Anti-piracy legislation passes Senate committee

By Mike Fischer on November 19, 2010, 8:00 AM
Back in September we covered new legislation that would allow the government greater latitude in shutting down file sharing and P2P websites. Yesterday that bill unanimously passed a vote in the Senate's Judicial Committee, taking it one step closer to implementation as a law.

The Combating Online Infringement and Counterfeits Act, or COICA, would grant the Department of Justice the ability to seize and shut down the domain names of "rogue websites" that promote copyright infringement. Currently all domain names, including those outside the U.S., are managed by ICANN, the Internet Corporation for Assigned Names and Numbers. With this bill a new precedent may be set, allowing a governmental agency to deny access to a website internationally as well as domestically.
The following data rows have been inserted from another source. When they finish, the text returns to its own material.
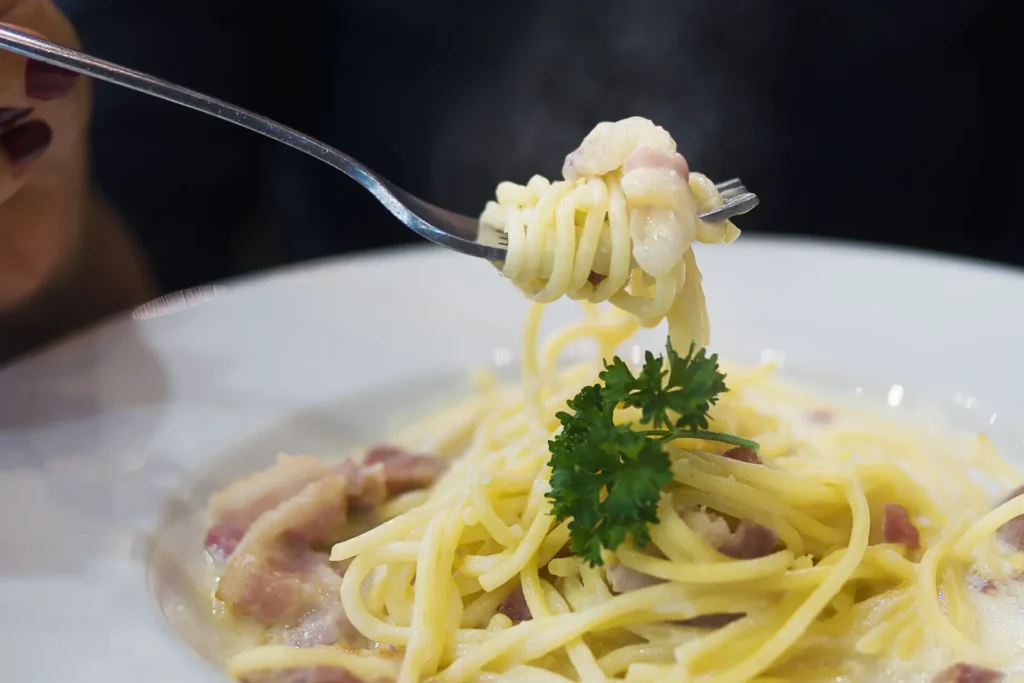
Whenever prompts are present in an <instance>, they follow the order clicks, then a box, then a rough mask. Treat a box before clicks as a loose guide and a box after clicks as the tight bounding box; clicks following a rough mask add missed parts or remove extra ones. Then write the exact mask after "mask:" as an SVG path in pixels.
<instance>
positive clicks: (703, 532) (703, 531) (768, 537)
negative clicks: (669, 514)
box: [683, 510, 778, 560]
mask: <svg viewBox="0 0 1024 683" xmlns="http://www.w3.org/2000/svg"><path fill="white" fill-rule="evenodd" d="M683 519H684V520H685V521H686V523H687V524H689V526H690V528H692V529H693V530H694V531H696V532H697V533H699V535H700V537H701V538H702V539H703V540H705V541H707V542H708V544H709V545H710V546H711V547H713V548H715V549H716V550H718V552H720V553H722V554H723V555H727V556H729V557H732V558H734V559H737V560H753V559H756V558H758V557H764V556H766V555H771V554H772V553H773V552H774V551H775V547H776V546H778V536H776V533H775V532H774V531H773V530H771V529H770V528H768V527H767V526H762V525H761V524H757V523H755V522H752V521H748V520H745V519H742V520H740V521H739V523H738V524H737V525H736V530H734V531H733V530H730V529H729V524H728V522H726V521H725V519H723V518H722V517H719V516H718V515H714V514H711V513H708V512H703V511H700V510H690V511H688V512H685V513H684V514H683Z"/></svg>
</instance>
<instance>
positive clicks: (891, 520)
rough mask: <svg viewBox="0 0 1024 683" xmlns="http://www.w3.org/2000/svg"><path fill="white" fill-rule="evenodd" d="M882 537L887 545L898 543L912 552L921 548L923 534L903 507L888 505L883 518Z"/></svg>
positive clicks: (882, 518)
mask: <svg viewBox="0 0 1024 683" xmlns="http://www.w3.org/2000/svg"><path fill="white" fill-rule="evenodd" d="M882 537H883V538H884V539H885V542H886V543H898V544H900V545H902V546H905V547H906V548H909V549H910V550H918V549H919V548H921V532H919V531H918V527H916V526H914V525H913V522H912V521H910V513H908V512H907V511H906V508H904V507H903V506H902V505H897V504H896V503H887V504H886V507H885V516H884V517H883V518H882Z"/></svg>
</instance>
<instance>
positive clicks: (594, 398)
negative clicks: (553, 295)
mask: <svg viewBox="0 0 1024 683" xmlns="http://www.w3.org/2000/svg"><path fill="white" fill-rule="evenodd" d="M667 365H668V370H666V359H663V358H660V357H656V356H654V354H653V353H650V352H649V351H648V352H647V354H646V357H645V358H644V365H643V367H642V368H641V370H640V374H639V375H636V376H634V375H633V372H632V371H631V370H630V368H629V366H627V365H626V364H625V362H624V361H623V360H622V358H618V357H617V356H616V357H614V358H612V359H611V361H610V362H606V364H605V366H604V370H603V371H602V372H601V374H600V375H599V377H600V380H601V382H602V384H595V385H591V386H586V387H584V388H583V389H581V390H580V393H578V394H577V395H575V396H573V397H572V398H570V399H569V400H568V401H567V402H566V405H567V407H568V408H569V409H570V410H571V411H572V413H566V412H561V413H558V414H557V415H556V417H557V418H558V420H559V422H561V424H562V429H561V431H560V432H558V434H556V435H555V436H554V438H552V439H551V440H550V441H549V442H548V446H549V449H550V452H551V460H550V462H549V463H548V465H549V466H550V467H551V490H550V492H549V493H548V498H549V499H550V500H551V501H552V514H554V516H555V518H556V519H557V520H558V521H559V522H561V521H564V520H566V519H570V520H571V521H570V522H569V547H570V549H571V550H572V552H573V553H575V554H577V555H579V556H580V557H582V558H583V559H584V560H586V561H587V562H589V563H590V564H591V565H594V566H596V565H599V564H601V563H602V559H601V550H602V549H607V550H614V549H615V548H617V547H618V546H621V545H622V544H623V543H624V542H625V541H626V539H627V538H629V537H632V539H633V543H634V544H636V545H637V546H638V547H640V548H642V547H644V546H645V545H646V544H647V543H648V542H649V541H650V533H649V531H648V528H647V527H648V525H649V524H656V523H657V502H658V499H659V498H660V495H662V489H663V488H664V487H665V486H666V485H668V484H669V482H670V481H672V469H671V461H670V459H669V454H668V453H666V451H665V441H666V440H670V439H673V438H682V437H692V438H702V439H712V440H719V441H723V442H726V443H731V444H734V445H742V446H744V447H751V449H753V450H755V451H756V450H757V449H758V444H757V443H755V442H753V441H750V440H749V439H744V438H741V437H739V436H733V435H731V434H721V433H717V432H710V431H707V429H708V424H709V422H708V411H709V410H710V409H711V407H712V405H714V404H715V403H716V402H717V401H718V396H719V394H721V393H723V392H725V391H728V389H727V388H726V386H725V375H724V374H722V372H721V371H720V370H719V367H718V356H717V355H711V356H708V355H707V351H706V350H705V349H703V348H700V349H697V348H696V347H695V346H694V345H691V346H690V350H689V352H688V353H687V354H686V356H680V355H679V354H678V353H676V351H675V349H673V348H672V343H671V342H670V343H669V344H668V349H667ZM620 404H623V405H631V407H635V408H638V409H640V411H641V414H642V418H641V423H642V424H646V425H651V426H652V427H654V430H648V431H634V429H633V428H632V427H631V426H630V425H617V424H615V422H614V412H615V409H616V408H617V407H618V405H620ZM658 437H660V438H658Z"/></svg>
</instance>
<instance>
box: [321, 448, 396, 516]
mask: <svg viewBox="0 0 1024 683" xmlns="http://www.w3.org/2000/svg"><path fill="white" fill-rule="evenodd" d="M334 471H335V472H337V473H338V474H340V475H342V476H343V477H345V479H346V480H347V481H348V488H347V489H346V492H347V496H348V502H349V505H351V507H352V512H369V511H370V510H374V509H376V508H378V507H380V506H381V504H382V503H384V501H386V500H387V497H388V490H387V474H386V472H385V470H384V466H383V465H380V464H377V465H370V466H367V465H364V464H361V463H359V462H356V461H354V460H345V461H342V462H341V463H340V464H339V465H337V466H336V467H335V468H334Z"/></svg>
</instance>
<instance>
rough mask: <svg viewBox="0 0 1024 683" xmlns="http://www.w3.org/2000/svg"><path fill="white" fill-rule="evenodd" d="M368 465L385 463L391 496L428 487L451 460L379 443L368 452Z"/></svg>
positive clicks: (390, 493) (385, 467)
mask: <svg viewBox="0 0 1024 683" xmlns="http://www.w3.org/2000/svg"><path fill="white" fill-rule="evenodd" d="M366 464H367V465H377V464H381V465H384V474H385V476H386V478H387V493H388V495H389V496H395V495H397V494H403V493H406V492H410V490H416V489H418V488H426V487H427V486H429V485H430V484H432V483H433V482H434V480H435V479H436V478H437V477H438V476H440V475H441V473H442V472H443V471H444V470H446V469H447V466H449V462H447V461H446V460H443V459H441V458H435V457H434V456H421V455H416V454H412V453H409V452H408V451H403V450H402V449H399V447H396V446H393V445H379V446H377V447H376V449H373V450H372V451H371V452H370V453H369V454H367V460H366Z"/></svg>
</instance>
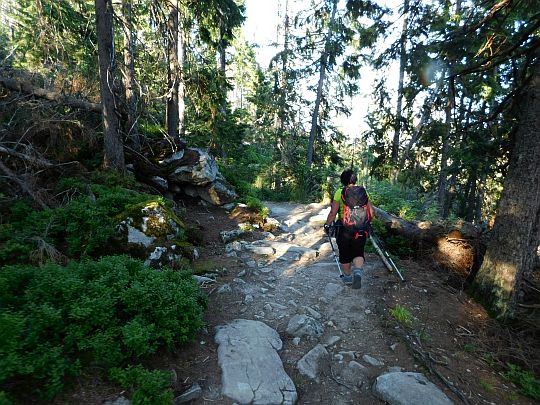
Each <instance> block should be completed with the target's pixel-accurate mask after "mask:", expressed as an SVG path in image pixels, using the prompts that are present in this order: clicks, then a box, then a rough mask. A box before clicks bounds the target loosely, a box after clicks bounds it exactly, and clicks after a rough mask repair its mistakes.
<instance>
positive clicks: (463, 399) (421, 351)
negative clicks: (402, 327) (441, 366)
mask: <svg viewBox="0 0 540 405" xmlns="http://www.w3.org/2000/svg"><path fill="white" fill-rule="evenodd" d="M396 333H397V334H398V335H399V336H401V337H402V338H403V340H404V341H405V343H407V347H408V348H409V349H410V350H411V352H412V353H413V355H414V357H416V358H417V359H418V360H419V361H421V362H422V363H423V364H424V366H426V367H427V368H428V369H429V371H431V372H432V373H433V374H434V375H436V376H437V377H438V378H439V380H441V381H442V382H443V383H444V385H446V386H447V387H448V389H449V390H450V391H452V392H453V393H454V394H455V395H456V396H457V397H458V398H459V399H461V402H463V403H464V404H465V405H469V401H467V398H465V396H464V395H463V394H462V393H461V392H460V391H459V390H458V389H457V388H456V387H455V386H454V384H452V383H451V382H450V381H448V380H447V379H446V378H444V376H443V375H442V374H441V373H440V372H439V371H438V370H437V369H436V368H435V366H434V365H433V360H432V356H431V353H429V352H426V351H423V350H421V349H420V348H421V347H422V345H421V343H420V341H417V342H413V341H412V340H411V338H410V336H409V335H407V333H405V332H404V331H401V330H396Z"/></svg>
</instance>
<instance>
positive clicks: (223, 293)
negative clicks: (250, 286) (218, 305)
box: [217, 284, 232, 294]
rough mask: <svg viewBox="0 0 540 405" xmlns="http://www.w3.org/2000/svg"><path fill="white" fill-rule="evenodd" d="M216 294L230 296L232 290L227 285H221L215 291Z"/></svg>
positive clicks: (224, 284) (229, 287)
mask: <svg viewBox="0 0 540 405" xmlns="http://www.w3.org/2000/svg"><path fill="white" fill-rule="evenodd" d="M217 293H218V294H230V293H232V288H231V286H230V285H229V284H223V285H222V286H221V287H219V288H218V290H217Z"/></svg>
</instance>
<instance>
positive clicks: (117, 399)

The process for shutting down a rogue site would still require a civil lawsuit to determine if copyright violation has occurred. The change would come in the outcome, where traditionally damages are awarded. The new system would allow for a request to take the domain offline, effectively removing the site from the Internet. This has already been used against several streaming video sites and has drawn praise from copyright groups hoping to see it become standard procedure.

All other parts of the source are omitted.